4. Cion is the first of the author’s novels to be set in America. How do you think his portrait of America differs from others you’ve read by authors who were born here?

5. Do the citizens of Kilvert think of race differently than most Americans? How does the town’s unusual history inform their attitudes about racial identity?

6. What do you think draws Toloki to Orpah? What do the two have in common?

7. What is the role of Toloki’s profession in the story? What does his sensitivity to grief and mourning enable him to see or accomplish that others might not?

8. Why is Ruth so strongly opposed to her daughter’s artwork? What do Orpah’s drawings represent to her?

9. Toloki observes of Obed that “He cannot let go, for the past is all he has.” Do you think the Quigley family’s connection to their ancestors, their awareness of their history, strengthens or weakens them?

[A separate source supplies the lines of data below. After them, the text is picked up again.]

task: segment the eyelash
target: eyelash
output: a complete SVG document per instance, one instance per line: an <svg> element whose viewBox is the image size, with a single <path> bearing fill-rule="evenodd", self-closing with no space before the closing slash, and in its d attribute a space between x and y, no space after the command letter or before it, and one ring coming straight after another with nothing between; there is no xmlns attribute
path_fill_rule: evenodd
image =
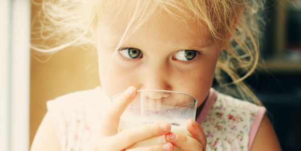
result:
<svg viewBox="0 0 301 151"><path fill-rule="evenodd" d="M195 52L196 52L196 55L195 56L195 57L192 60L188 60L188 61L181 61L181 60L176 60L178 62L180 62L180 63L181 64L183 64L184 65L189 65L191 63L194 63L196 60L196 57L199 57L200 56L202 56L203 55L202 52L201 51L199 50L190 50L190 49L184 49L184 50L193 50L195 51ZM181 50L180 50L181 51ZM176 52L175 53L177 53L179 52L179 51L177 51L177 52ZM173 55L173 56L174 56L174 54Z"/></svg>
<svg viewBox="0 0 301 151"><path fill-rule="evenodd" d="M139 49L135 48L123 47L123 48L121 48L119 49L118 51L119 52L119 51L120 51L124 50L125 49L129 49L129 48L135 48L135 49ZM139 50L140 50L140 49L139 49ZM187 60L187 61L182 61L182 60L179 60L178 59L174 59L174 56L175 55L175 53L179 52L180 51L182 51L182 50L192 50L192 51L195 51L195 52L196 53L196 55L195 57L199 57L198 56L198 55L202 56L203 55L202 51L201 51L196 50L191 50L191 49L183 49L183 50L181 50L179 51L177 51L176 52L174 53L174 54L173 54L173 57L172 59L173 60L174 60L174 59L176 60L177 61L180 62L180 63L184 64L184 65L188 65L191 63L193 63L196 60L195 60L195 57L191 60ZM143 52L142 51L141 52L143 55ZM119 53L119 56L122 59L123 61L127 61L127 62L130 61L138 61L139 60L140 60L139 58L135 58L135 59L129 59L129 58L126 58L125 57L122 56L122 55L121 55L120 52Z"/></svg>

How do Orpah, Obed, Ruth and Mahlon incorporate their heritage into their lives in different ways?

10. Why does Obed take up the cause of the casino? What does it signify to him?

11. Discuss the story of Niall Quigley, the Irishman who was made a slave. What does this story say about how we obtain our racial identity?

12. Do you think Abednego was right to kill Tobias, rather than accept his conversion and forgive him? Are there some crimes that can not be forgiven?

About this GuideThe following author biography and list of questions about Cion are intended as resources to aid individual readers and book groups who would like to learn more about the author and this book. We hope that this guide will provide you a starting place for discussion, and suggest a variety of perspectives from which you might approach Cion.

Zakes Mda is a professor of creative writing at Ohio University. He lives in Athens, Ohio.